The Max-Min Formulation of Multi-Objective Reinforcement Learning: From Theory to a Model-Free Algorithm
Giseung Park, Woohyeon Byeon, Seongmin Kim, Elad Havakuk, Amir Leshem, Youngchul Sung
TL;DR
This paper addresses fairness in multi-objective reinforcement learning by adopting a max-min criterion over objective returns $J_k(\pi)$, and develops a theory that reformulates the problem via linear programming and convex optimization using state–action visitation frequencies and a weight simplex $\Delta^K$. It introduces an entropy-regularized max-min formulation (P0') to resolve indeterminacy and links the primal policy to a soft-optimal policy through a soft Bellman operator, with a gradient-based, model-free algorithm that alternates soft Q-learning for a given weight and Gaussian-smoothing gradient estimation to update the weights. The approach is shown to be convex in $w$, with P1 and P2 sharing the same optimum, and yields practical, improved max-min performance on tasks including Four-Room, traffic light control, and species conservation, outperforming utilitarian DQN and MDQN baselines. The method has broad implications for fair optimization across multiple objectives in control problems and MARL, enabling explicit balancing of competing goals with scalable, model-free learning.
Abstract
In this paper, we consider multi-objective reinforcement learning, which arises in many real-world problems with multiple optimization goals.
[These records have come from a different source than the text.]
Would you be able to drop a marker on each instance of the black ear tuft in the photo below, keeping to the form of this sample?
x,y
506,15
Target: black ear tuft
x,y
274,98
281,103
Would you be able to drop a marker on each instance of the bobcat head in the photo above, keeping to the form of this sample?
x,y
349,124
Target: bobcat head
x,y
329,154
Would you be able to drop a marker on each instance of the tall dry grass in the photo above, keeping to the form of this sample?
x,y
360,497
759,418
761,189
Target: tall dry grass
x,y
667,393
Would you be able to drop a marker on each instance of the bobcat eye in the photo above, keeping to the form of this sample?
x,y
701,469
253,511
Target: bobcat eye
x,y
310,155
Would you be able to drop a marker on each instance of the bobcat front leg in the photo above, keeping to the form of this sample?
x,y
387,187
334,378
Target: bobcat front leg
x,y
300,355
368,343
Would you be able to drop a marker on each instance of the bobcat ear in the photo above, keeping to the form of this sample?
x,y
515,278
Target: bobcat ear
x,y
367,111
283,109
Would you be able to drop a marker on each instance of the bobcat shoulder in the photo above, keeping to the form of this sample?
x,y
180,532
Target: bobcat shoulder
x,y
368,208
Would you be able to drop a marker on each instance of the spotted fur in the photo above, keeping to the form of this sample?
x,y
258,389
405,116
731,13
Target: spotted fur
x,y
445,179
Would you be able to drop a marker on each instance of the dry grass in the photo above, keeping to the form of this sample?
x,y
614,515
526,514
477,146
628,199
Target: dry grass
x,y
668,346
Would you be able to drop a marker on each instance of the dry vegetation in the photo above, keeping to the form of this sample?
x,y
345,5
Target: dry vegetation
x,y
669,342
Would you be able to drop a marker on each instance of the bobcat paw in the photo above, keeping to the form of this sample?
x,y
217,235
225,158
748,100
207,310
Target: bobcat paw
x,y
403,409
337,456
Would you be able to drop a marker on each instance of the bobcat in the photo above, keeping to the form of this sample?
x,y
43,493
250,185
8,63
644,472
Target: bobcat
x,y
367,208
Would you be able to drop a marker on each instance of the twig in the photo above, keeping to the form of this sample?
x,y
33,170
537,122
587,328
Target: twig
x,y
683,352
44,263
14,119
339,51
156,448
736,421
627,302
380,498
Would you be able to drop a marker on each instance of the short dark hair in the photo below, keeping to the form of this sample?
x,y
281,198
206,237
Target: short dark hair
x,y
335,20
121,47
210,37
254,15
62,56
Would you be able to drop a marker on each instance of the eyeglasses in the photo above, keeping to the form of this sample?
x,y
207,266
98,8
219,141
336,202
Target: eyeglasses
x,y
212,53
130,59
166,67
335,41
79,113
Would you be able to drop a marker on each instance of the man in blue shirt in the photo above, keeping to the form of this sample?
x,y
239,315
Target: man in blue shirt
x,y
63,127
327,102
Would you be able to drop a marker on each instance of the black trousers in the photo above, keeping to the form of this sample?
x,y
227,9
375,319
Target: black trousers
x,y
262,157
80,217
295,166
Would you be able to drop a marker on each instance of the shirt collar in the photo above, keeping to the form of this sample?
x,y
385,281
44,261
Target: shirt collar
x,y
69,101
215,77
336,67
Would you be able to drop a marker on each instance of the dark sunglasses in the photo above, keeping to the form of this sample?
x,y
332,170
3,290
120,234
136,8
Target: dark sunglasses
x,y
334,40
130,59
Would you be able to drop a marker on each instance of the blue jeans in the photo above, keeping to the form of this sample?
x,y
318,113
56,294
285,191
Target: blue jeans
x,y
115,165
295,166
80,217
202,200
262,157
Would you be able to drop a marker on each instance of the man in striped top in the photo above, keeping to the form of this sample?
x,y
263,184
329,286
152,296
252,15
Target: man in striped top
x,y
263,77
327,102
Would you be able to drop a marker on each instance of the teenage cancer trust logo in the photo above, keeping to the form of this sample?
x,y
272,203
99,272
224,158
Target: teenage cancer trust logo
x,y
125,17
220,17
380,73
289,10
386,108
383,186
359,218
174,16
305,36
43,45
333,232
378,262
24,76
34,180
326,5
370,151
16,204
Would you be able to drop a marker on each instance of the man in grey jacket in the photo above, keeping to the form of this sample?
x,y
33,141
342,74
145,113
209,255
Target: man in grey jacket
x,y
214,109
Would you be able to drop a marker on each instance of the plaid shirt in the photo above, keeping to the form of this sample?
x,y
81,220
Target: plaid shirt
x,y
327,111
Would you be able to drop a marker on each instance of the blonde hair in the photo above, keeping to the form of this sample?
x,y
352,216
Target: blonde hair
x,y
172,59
We approach the problem with a max-min framework focusing on fairness among the multiple goals and develop a relevant theory and a practical model-free algorithm under the max-min framework. The developed theory provides a theoretical advance in multi-objective reinforcement learning, and the proposed algorithm demonstrates a notable performance improvement over existing baseline methods.